On that note; a new school year, new classes, new things to learn, and new job. This is me re-shuffling the deck and putting all the cards back in. Get ready for that killer hand, ’cause man, I’m sure I’m due for it to be dealt to me.
Maybe I should just be too busy for crazy, we know I have a lot to do this semester but, I’m not sure that being busy is really being truthful to myself. Yeah I’m enjoying it, I do like the direction my life is going now. Here’s the thing, really letting go, I need to make that decision. Being busy is a cop out. Not that it’s not valid or anything, just it’s not completely truthful.
I think I deserve better than crazy. In General crazy’s not bad, I just think my mental health would be much more positive if I didn’t have to worry about crazy. Maybe there’s some part of not worrying about crazy too much that I don’t really get. It is that balance thing.

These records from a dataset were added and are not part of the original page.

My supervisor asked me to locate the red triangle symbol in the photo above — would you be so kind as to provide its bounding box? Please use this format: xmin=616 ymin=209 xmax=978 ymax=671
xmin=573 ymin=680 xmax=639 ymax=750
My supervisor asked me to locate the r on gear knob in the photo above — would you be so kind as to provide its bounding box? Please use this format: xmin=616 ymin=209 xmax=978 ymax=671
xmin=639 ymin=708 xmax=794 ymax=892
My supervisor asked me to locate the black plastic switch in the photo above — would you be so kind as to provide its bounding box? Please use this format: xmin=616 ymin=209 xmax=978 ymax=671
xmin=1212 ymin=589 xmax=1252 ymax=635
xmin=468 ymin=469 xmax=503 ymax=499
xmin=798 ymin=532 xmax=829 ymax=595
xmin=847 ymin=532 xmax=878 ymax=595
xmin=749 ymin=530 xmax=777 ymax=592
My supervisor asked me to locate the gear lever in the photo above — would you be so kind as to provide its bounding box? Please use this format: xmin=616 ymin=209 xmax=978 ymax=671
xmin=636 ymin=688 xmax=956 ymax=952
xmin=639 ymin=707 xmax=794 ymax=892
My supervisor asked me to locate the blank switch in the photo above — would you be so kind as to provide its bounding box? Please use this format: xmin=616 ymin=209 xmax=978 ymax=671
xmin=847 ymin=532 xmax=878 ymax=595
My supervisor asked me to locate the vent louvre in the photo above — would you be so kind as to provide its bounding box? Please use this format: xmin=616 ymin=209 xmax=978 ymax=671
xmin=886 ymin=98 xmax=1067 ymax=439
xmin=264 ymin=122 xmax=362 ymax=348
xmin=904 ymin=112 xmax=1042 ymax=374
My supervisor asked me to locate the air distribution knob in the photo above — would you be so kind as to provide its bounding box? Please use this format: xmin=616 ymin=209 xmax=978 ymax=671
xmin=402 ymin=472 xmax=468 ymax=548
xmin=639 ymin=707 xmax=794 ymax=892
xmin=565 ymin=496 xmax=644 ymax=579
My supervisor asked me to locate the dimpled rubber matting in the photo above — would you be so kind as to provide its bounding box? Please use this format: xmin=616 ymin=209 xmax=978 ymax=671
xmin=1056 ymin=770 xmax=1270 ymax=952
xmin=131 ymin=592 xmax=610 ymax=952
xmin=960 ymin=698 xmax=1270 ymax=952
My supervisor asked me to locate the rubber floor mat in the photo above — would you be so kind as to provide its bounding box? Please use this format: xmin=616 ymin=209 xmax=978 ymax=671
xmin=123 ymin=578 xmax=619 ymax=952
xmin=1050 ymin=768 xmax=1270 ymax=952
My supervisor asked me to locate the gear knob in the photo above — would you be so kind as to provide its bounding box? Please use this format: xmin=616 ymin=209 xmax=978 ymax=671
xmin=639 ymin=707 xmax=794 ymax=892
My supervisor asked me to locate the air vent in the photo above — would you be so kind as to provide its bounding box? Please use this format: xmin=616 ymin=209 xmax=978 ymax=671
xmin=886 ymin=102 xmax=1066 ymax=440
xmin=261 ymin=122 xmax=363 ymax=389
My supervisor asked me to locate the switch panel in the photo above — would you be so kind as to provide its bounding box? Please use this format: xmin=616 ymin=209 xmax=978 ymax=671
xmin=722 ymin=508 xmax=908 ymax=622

In reality, that’s not how I see it working out. I’m not trying to be pessimistic here, just don’t think that trying to be less crazy is really an appropriate response to the situation.
I know I said it before but I have to cut the cord. I can’t just ask other people to cut me off, I have to make the decision myself. That’s the hard part I guess.
So, here’s to another school year starting, and trying to look upon things differently. Maybe by this time next year I’ll have figured out some of it. I’ll plan on that. If I make the plans for that, then I’ll be more likely to actually accomplish it by myself, you know?